De là, l'analyse ci-dessus est liée aux aveux des experts américains qui ont mis en question les conséquences des sanctions actuelles.

- le magazine «The New Yorker» a publié il y a quelques jours, un rapport rédigé par l’analyste « Robin Wright, » qui a posé un contexte clair pour la guerre entre Washington et Téhéran se demandant qui a la plus grande capacité de résistance : l'Amérique ou l’Iran ? Il suffit de poser une telle question pour reconnaître la difficulté à obtenir des résultats préalables de la guerre économique américaine contre Téhéran. L’écrivaine n’a pas caché qu’il y a une différence significative entre les sanctions actuelles et précédentes (2015-2012), la situation actuelle est différente, en particulier après la déclaration des ministres des Affaires étrangères de la Grande-Bretagne, de la France, de l'Allemagne et les ministres de l'Union européenne exprimant leurs inquiétudes face aux décisions américaines contre l'Iran, étant donné que ces pays ne semblent pas être d’accord avec l'orientation de la direction américaine actuelle, ce qui rendra Washington isolée dans sa décision. Ils se sont par ailleurs engagés à maintenir des canaux financiers avec Téhéran.

Richard Nephew, l'auteur de «The Art of Sanctions», a reconnu que le choix des sanctions actuelles ne semble pas efficace, et causera de nombreuses difficultés. Les différences qui existent entre Washington et les gouvernements européens rendent la position américaine vulnérable, affaiblissant sa position et frappant ainsi la force de la diplomatie internationale que Washington utilise dans de tels cas. Alors que l’Europe peut trouver intéressant d’augmenter la coopération avec l’Iran, et l’une des conséquences des sanctions américaines contre l’Iran sera le passage de l’Europe de l’Ouest à l’Est.

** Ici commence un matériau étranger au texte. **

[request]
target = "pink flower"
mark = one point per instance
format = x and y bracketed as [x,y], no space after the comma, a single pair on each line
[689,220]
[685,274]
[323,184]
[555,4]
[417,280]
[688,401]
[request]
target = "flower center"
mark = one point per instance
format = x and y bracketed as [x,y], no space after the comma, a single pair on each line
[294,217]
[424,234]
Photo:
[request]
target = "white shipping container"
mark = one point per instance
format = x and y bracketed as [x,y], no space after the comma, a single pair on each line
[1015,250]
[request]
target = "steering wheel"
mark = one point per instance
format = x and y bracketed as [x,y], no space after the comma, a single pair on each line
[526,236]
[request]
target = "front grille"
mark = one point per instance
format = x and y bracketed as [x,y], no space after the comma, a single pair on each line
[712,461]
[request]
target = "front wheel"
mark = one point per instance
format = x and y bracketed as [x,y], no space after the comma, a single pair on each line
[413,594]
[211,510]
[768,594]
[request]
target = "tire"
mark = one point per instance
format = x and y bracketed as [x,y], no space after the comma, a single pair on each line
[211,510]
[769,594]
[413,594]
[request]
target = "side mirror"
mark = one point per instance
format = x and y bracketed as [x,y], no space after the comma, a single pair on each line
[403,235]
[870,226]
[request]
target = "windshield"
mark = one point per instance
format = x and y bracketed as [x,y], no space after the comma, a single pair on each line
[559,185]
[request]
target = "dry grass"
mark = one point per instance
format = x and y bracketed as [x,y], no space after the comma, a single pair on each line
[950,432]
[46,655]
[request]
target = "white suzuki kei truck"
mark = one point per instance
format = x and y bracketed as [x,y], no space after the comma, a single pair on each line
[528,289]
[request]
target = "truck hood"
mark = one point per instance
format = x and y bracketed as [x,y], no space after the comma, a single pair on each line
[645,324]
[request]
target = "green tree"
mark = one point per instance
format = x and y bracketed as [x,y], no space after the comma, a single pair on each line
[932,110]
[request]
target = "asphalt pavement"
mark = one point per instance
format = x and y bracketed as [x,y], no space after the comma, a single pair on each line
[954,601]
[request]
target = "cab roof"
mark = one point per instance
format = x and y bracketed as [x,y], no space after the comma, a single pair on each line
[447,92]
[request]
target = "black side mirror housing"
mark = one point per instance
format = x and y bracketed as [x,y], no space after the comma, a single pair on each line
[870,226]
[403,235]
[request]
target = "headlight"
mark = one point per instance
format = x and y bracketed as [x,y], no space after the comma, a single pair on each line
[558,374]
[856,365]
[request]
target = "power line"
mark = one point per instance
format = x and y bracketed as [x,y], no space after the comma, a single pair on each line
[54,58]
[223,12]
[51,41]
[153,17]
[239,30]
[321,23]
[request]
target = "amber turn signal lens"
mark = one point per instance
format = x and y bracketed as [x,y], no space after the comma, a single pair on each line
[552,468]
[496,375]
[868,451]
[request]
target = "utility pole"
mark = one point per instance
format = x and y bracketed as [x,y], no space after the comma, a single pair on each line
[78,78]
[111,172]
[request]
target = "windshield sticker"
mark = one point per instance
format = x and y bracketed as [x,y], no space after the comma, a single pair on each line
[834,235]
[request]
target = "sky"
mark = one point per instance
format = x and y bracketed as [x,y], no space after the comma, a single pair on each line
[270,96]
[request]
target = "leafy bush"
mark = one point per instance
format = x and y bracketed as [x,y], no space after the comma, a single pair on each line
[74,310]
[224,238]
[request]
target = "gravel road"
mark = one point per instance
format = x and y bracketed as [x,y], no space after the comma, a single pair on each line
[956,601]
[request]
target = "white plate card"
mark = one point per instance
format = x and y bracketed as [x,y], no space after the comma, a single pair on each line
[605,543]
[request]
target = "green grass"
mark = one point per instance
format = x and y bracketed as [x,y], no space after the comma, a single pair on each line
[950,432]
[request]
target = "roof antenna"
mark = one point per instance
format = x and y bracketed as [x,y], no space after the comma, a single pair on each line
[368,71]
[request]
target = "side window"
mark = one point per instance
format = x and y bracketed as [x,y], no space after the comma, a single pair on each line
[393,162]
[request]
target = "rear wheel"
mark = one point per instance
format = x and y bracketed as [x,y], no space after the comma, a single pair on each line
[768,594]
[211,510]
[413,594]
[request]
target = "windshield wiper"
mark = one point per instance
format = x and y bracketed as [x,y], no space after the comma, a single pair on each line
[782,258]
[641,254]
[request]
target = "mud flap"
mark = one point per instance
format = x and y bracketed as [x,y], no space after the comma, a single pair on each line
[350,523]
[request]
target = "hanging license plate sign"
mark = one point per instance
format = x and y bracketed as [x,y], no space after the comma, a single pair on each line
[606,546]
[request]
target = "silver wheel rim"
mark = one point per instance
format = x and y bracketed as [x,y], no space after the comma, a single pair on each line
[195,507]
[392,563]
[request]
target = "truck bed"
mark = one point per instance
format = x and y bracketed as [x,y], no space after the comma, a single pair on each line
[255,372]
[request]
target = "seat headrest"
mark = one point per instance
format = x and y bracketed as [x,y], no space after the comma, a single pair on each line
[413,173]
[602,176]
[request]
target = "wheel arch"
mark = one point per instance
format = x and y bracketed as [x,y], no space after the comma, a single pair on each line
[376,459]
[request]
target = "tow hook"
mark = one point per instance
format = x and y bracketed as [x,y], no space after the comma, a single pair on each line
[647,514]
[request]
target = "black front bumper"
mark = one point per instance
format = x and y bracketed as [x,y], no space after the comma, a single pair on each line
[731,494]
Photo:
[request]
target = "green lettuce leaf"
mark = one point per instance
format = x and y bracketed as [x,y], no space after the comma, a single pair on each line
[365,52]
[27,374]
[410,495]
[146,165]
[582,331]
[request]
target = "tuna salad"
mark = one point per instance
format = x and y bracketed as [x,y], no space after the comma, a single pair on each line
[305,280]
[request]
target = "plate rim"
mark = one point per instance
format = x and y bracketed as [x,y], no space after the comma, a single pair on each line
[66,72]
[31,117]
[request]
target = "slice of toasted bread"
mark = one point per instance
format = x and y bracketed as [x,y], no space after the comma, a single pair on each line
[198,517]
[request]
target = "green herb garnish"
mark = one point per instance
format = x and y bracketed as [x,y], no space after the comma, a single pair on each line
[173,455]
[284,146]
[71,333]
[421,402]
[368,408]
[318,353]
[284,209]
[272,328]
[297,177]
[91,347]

De son côté, «Daniel Glaser», l'ancien secrétaire d'Etat au département du Trésor américain pour les crimes de financement du terrorisme, admet que Washington est dans une confusion avec sa politique à l'égard de l'Iran, adoptant des positions qui ne relèvent pas d’une stratégie claire. S’interrogeant sur l'absence du contexte stratégique pour ces sanctions ?!

Entre l’analyse et l’opinion des experts américains, on se rend directement compte que la guerre par le biais des sanctions fait partie de la guerre médiatique, en tant qu’outil de la guerre douce. Aujourd’hui, la situation dans la région se dirige vers la fin des guerres dures, ce qui nécessite une attention particulière aux armes douces. Il ne fait aucun doute que les sanctions contre l’Iran constituent un défi pour l’Iran et ses alliés régionaux et internationaux, ainsi que l’axe de la résistance. Voici la guerre, et ses effets, et le vainqueur est celui qui gagne à la fin.